KANSAS CITY, Mo. -- There’s a new program where you can help Kansas City police by expanding the number of eyes keeping watch on Kansas City streets.

The program is called WatchKC, and it’s putting your surveillance cameras to work for Kansas City police.

Ken Williams registered his personal surveillance cameras to do just that.

“Ironically, I just got through reading George Orwell`s 1984 again, so I do have mixed feelings about sharing footage,” Williams said. “But at the end of the day I think it`s important to maintain neighborhood security, so it was a tradeoff I was willing to make.”

Other departments across the country have had success with this type of program.

“We are going to map that information, so our investigators know quickly and efficiently where the cameras are at that are privately owned. It saves them time and effort whenever they are investigating a crime,” said Sgt. Jake Becchina, with the KCPD Law Enforcement resource center.

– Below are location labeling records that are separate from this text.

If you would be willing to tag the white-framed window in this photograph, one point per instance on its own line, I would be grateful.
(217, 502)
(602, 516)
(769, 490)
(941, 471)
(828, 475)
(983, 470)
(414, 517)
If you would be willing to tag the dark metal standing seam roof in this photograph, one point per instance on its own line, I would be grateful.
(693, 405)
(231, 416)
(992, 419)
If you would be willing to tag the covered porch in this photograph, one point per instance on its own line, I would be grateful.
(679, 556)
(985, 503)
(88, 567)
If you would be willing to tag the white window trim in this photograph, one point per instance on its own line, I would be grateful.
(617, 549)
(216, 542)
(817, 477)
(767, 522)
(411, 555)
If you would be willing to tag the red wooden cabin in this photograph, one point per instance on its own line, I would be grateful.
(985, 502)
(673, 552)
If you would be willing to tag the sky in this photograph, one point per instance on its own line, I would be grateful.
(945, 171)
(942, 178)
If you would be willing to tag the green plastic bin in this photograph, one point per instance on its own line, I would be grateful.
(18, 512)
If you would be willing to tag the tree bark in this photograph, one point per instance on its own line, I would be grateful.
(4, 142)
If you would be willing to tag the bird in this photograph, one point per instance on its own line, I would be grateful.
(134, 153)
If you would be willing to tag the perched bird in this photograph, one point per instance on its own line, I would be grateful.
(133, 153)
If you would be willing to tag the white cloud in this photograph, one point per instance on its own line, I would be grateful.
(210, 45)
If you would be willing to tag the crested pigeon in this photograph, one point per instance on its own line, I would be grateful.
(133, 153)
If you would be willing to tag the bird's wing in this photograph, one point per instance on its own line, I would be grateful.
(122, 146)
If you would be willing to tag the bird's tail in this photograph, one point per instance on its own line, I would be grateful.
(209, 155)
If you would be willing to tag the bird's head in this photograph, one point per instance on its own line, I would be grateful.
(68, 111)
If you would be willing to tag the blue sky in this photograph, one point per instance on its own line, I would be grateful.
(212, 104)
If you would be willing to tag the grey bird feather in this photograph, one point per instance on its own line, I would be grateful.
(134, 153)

The police department says all it takes is a call to the department to register your surveillance camera online. Officers say don't worry, they won't have access to your camera without your knowledge.

The video is never viewed live, and you can opt out at any time.

“We would love all recorded cameras to be registered,” added Sgt. Becchina. “The process is pretty simple; it then comes to us we categorize it and maintain it securely at our location. Then put it on the map that we have access to we can get that information. “

“Everybody is taking video footage these days, so you never know when you`re being recorded, that is a bit disconcerting, but at the end of the day, I think we need to accept some compromises, and give up a little bit of freedom for security,” said Williams.

Police say video footage helps close cases faster because there's picture proof of what happened.

“You can see all sorts of examples of crimes being solved because of camera footage that people were able to provide, from businesses or private homes, and also a lot of footage from people`s cell phone cameras,” Williams said.

Police are simply asking for contact information, so they quickly know who is willing to provide surveillance video in any part of the city. ​

“All we are doing is taking the step out where the detective has to see the camera seek out camera on their own at time and get lucky,” Sgt. Becchina said.